O jogador alemão, Kevin Behrens, foi afastado do plantel do Wolfsburg por se recusar a assinar uma camisola dos lobos feita para uma ação beneficente com as cores do arco-íris, tendo afirmado, “Não vou assinar essa merd@ gay”. As opiniões dividem-se nesta matéria, colocando em conflito duas dimensões: o direito à objeção de consciência e a decisão do clube de adotar medidas de justiça social. No entanto, a questão só surge porque houve publicidade da rejeição do jogador, fazendo do assunto matéria pública.

A exposição pública das suas palavras desencadeou uma tempestade de reações por parte da opinião pública, que pressionou o clube a agir de maneira célere. Esse tipo de situação revela a tensão entre a liberdade individual dos jogadores e as expectativas crescentes de que atletas e instituições desportivas adotem uma postura clara em questões sociais. O Wolfsburg, ao optar pelo afastamento de Behrens, pareceu querer enviar uma mensagem de que atitudes ou falas consideradas ofensivas ou contrárias aos valores de inclusão não seriam toleradas, mesmo que oriundas de convicções pessoais.

No entanto, o que é particularmente relevante neste caso é o facto de que, se Behrens tivesse simplesmente recusado a assinar a camisola sem fazer um comentário explícito ou ofensivo, o desenrolar dos eventos poderia ter sido muito diferente.
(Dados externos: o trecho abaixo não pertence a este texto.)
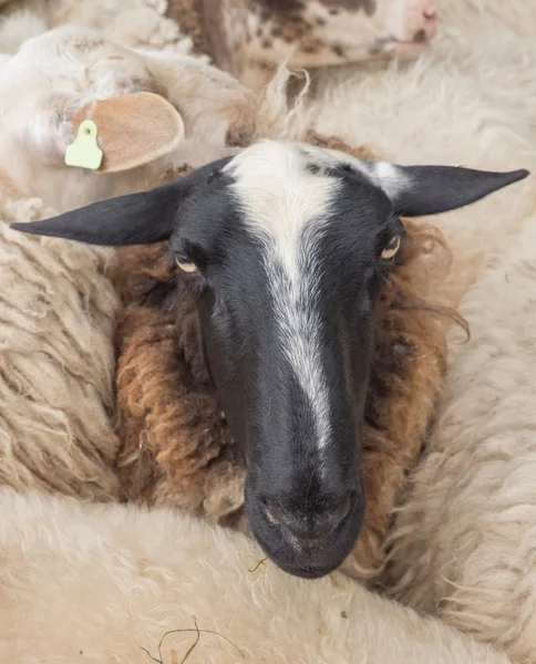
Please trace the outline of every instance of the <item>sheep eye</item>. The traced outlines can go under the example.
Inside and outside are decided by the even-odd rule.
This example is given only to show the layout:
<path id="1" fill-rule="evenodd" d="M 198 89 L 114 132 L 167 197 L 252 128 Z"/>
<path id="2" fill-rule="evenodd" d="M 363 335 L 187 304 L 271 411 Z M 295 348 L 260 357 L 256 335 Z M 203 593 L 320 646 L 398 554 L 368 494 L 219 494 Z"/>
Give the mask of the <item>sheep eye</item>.
<path id="1" fill-rule="evenodd" d="M 400 249 L 400 236 L 394 236 L 385 245 L 385 247 L 383 248 L 383 251 L 382 251 L 381 256 L 385 260 L 389 259 L 389 258 L 393 258 L 393 256 L 396 253 L 396 251 L 399 249 Z"/>
<path id="2" fill-rule="evenodd" d="M 183 272 L 187 272 L 188 274 L 192 272 L 197 272 L 197 266 L 186 257 L 177 257 L 175 262 L 177 263 L 178 269 Z"/>

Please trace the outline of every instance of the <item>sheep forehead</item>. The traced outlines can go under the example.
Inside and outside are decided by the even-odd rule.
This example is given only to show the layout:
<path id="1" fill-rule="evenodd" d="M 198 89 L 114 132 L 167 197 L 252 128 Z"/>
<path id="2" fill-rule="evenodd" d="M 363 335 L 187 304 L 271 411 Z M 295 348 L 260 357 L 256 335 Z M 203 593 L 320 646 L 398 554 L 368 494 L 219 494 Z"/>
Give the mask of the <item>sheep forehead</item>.
<path id="1" fill-rule="evenodd" d="M 311 173 L 311 163 L 312 155 L 298 144 L 270 141 L 233 159 L 226 170 L 235 180 L 231 189 L 248 230 L 284 249 L 296 246 L 306 227 L 327 218 L 340 184 Z"/>
<path id="2" fill-rule="evenodd" d="M 349 165 L 388 197 L 405 184 L 399 168 L 302 143 L 260 141 L 225 168 L 247 228 L 275 245 L 282 258 L 296 253 L 303 230 L 326 227 L 342 188 L 333 169 Z M 358 201 L 357 201 L 358 203 Z M 307 234 L 308 236 L 310 234 Z"/>

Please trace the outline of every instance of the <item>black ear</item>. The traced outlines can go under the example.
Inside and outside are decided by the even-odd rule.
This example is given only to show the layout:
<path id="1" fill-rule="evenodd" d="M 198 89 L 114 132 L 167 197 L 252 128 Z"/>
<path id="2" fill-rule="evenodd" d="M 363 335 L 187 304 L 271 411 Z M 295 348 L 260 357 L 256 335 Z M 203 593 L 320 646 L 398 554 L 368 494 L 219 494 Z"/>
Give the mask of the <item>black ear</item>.
<path id="1" fill-rule="evenodd" d="M 227 160 L 207 164 L 184 179 L 156 189 L 101 200 L 43 221 L 13 224 L 11 228 L 109 247 L 161 242 L 171 237 L 186 194 L 197 186 L 207 186 Z"/>
<path id="2" fill-rule="evenodd" d="M 394 166 L 379 172 L 394 209 L 409 217 L 461 208 L 529 175 L 525 169 L 493 173 L 456 166 Z"/>

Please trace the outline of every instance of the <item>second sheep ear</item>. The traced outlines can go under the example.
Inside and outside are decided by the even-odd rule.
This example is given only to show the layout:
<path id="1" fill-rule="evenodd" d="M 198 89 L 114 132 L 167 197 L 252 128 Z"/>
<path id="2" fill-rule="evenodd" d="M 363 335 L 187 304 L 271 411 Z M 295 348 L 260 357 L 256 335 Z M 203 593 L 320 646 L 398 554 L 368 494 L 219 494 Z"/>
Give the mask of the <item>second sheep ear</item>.
<path id="1" fill-rule="evenodd" d="M 178 111 L 151 92 L 87 104 L 72 120 L 73 134 L 85 120 L 96 125 L 102 165 L 97 174 L 121 173 L 171 154 L 184 138 Z"/>

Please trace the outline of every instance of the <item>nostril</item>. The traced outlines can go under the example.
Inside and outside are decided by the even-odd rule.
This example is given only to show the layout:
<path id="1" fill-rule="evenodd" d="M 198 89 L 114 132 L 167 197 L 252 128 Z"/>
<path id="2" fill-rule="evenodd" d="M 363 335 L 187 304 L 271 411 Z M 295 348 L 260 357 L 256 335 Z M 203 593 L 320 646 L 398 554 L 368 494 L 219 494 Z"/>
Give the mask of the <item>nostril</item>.
<path id="1" fill-rule="evenodd" d="M 425 30 L 418 30 L 418 31 L 415 32 L 415 34 L 413 35 L 413 41 L 414 41 L 416 44 L 422 44 L 422 43 L 424 43 L 424 42 L 426 41 L 426 39 L 427 39 L 427 35 L 426 35 L 426 31 L 425 31 Z"/>
<path id="2" fill-rule="evenodd" d="M 432 4 L 432 2 L 429 2 L 424 7 L 422 14 L 429 21 L 433 21 L 434 19 L 437 18 L 437 10 L 435 9 L 434 4 Z"/>
<path id="3" fill-rule="evenodd" d="M 336 505 L 309 513 L 296 513 L 280 502 L 264 501 L 268 521 L 285 529 L 303 543 L 318 544 L 326 540 L 350 512 L 353 494 L 348 494 Z"/>

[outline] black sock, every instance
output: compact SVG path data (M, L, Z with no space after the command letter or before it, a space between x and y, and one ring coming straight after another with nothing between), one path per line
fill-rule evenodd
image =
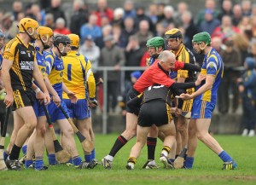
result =
M148 159L154 160L154 151L156 146L157 139L154 137L147 137L147 146L148 146Z
M9 154L9 159L11 159L11 160L18 159L19 156L20 156L20 149L21 149L21 147L20 147L15 144L12 148L12 151Z
M119 149L124 147L128 141L123 137L121 135L116 139L113 147L110 150L109 155L114 157L115 154L119 151Z

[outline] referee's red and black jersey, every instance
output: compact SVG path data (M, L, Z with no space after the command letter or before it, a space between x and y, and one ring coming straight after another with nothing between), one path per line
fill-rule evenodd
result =
M172 90L169 88L161 84L154 84L144 90L143 103L160 100L167 103L171 107L172 95Z
M17 36L7 43L3 59L13 61L9 71L13 90L32 90L35 48Z
M184 63L177 61L173 70L177 71L183 69L183 67ZM162 84L170 87L173 83L175 83L175 81L170 78L169 72L165 72L162 69L157 60L151 66L146 69L143 75L134 84L133 88L138 93L142 93L146 88L153 84Z

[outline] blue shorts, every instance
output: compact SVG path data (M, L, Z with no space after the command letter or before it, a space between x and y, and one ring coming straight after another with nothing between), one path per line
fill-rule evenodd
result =
M191 119L212 119L215 104L207 101L194 100Z
M61 105L63 107L64 111L69 116L69 113L68 113L67 108L66 107L66 104L64 103L63 101L61 101ZM49 114L50 116L50 120L53 123L55 123L56 120L66 119L64 114L62 113L61 110L59 107L57 107L57 106L53 101L51 101L49 104L48 112L49 112Z
M33 103L33 109L36 114L36 117L38 118L40 116L45 116L43 106L40 104L40 101L36 98L35 94L33 94L35 101ZM47 106L46 106L46 109L47 109Z
M71 119L84 119L90 117L90 110L85 99L78 100L72 103L69 99L63 99Z

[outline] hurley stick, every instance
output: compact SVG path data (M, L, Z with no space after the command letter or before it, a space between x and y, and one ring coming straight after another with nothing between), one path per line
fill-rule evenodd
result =
M48 124L49 124L49 129L50 130L50 133L51 133L51 136L52 136L52 138L53 138L53 142L54 142L54 147L55 147L55 153L56 153L57 160L60 163L66 163L70 159L71 156L67 151L65 151L63 149L63 147L60 144L59 141L57 140L55 131L55 129L54 129L53 124L51 123L49 113L48 113L48 111L45 107L45 105L44 103L43 103L43 107L44 107L44 113L46 115L47 122L48 122Z
M6 136L6 131L7 131L7 125L8 125L9 112L10 112L10 107L9 107L6 110L3 127L3 130L1 130L2 137L1 137L1 141L0 141L0 171L7 171L8 170L7 166L5 165L5 162L3 160L3 152L4 152L5 136Z

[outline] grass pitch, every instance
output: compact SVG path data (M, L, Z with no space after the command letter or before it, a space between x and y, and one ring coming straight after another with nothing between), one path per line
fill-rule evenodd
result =
M117 136L117 134L96 136L96 153L99 161L108 153ZM127 171L125 166L130 150L136 141L133 139L117 153L112 170L105 170L101 165L93 170L77 170L61 165L49 166L46 171L33 170L0 171L0 184L256 184L256 137L240 136L214 136L214 137L236 159L238 164L237 170L222 171L222 160L201 142L199 142L193 170L166 170L159 161L161 142L158 141L155 160L161 166L160 169L142 169L147 160L145 147L135 170ZM78 140L77 142L82 156L82 149ZM48 164L47 159L45 164Z

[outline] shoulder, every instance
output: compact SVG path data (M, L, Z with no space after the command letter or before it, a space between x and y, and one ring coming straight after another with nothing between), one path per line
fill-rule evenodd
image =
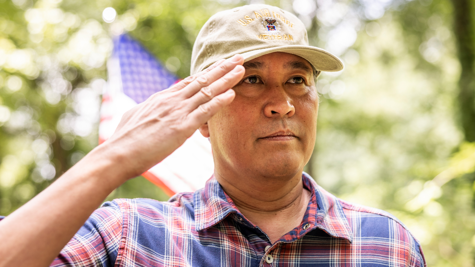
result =
M350 218L349 219L366 218L368 218L370 220L374 220L376 221L379 219L382 219L397 224L407 231L409 231L408 229L399 219L387 211L352 203L341 199L338 199L338 200L341 204L342 207L347 217L350 216Z
M125 224L127 218L131 217L154 218L172 214L181 217L184 213L193 213L193 194L180 193L167 201L145 198L116 199L104 202L97 211L101 209L114 210L120 214Z
M391 213L338 199L356 242L370 240L378 244L408 252L409 266L426 266L422 247L409 229Z

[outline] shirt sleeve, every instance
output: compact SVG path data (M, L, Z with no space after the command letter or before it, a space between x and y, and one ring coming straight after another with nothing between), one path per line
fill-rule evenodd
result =
M123 229L119 205L115 201L104 203L93 213L50 266L114 266Z

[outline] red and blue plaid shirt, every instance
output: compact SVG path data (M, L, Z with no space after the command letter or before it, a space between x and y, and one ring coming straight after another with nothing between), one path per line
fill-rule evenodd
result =
M104 203L51 266L426 266L420 245L394 216L303 179L312 197L302 223L273 244L212 177L168 202Z

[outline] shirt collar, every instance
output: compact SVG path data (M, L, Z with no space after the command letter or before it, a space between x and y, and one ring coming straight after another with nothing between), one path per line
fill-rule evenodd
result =
M308 232L319 228L334 237L353 241L353 233L339 200L317 184L310 175L304 172L302 179L312 197L301 225L283 238L286 241L300 238ZM228 200L214 175L206 182L205 188L193 195L195 229L200 231L211 227L231 213L243 217ZM310 223L311 227L304 229Z

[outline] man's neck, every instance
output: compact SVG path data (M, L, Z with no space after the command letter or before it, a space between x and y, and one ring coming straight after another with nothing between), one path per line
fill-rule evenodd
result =
M302 171L290 179L283 177L224 177L215 175L239 211L274 243L302 222L310 192L304 188Z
Isso levanta a questão de saber até que ponto os jogadores são responsáveis pelas suas palavras em ambientes que, em princípio, deveriam ser privados, e como a divulgação dessas palavras afeta suas carreiras.

A questão da objeção de consciência — o direito de recusar-se a realizar certos atos com base em crenças pessoais ou religiosas — é amplamente reconhecida em muitas áreas, mas no mundo do desporto, e particularmente em organizações que promovem valores como diversidade e inclusão, há um equilíbrio delicado a ser mantido. Behrens, ao expressar as suas convicções naqueles termos, transformou um ato de recusa pessoal em uma controvérsia com implicações mais amplas. Ou seja, tornou o assunto num assunto político.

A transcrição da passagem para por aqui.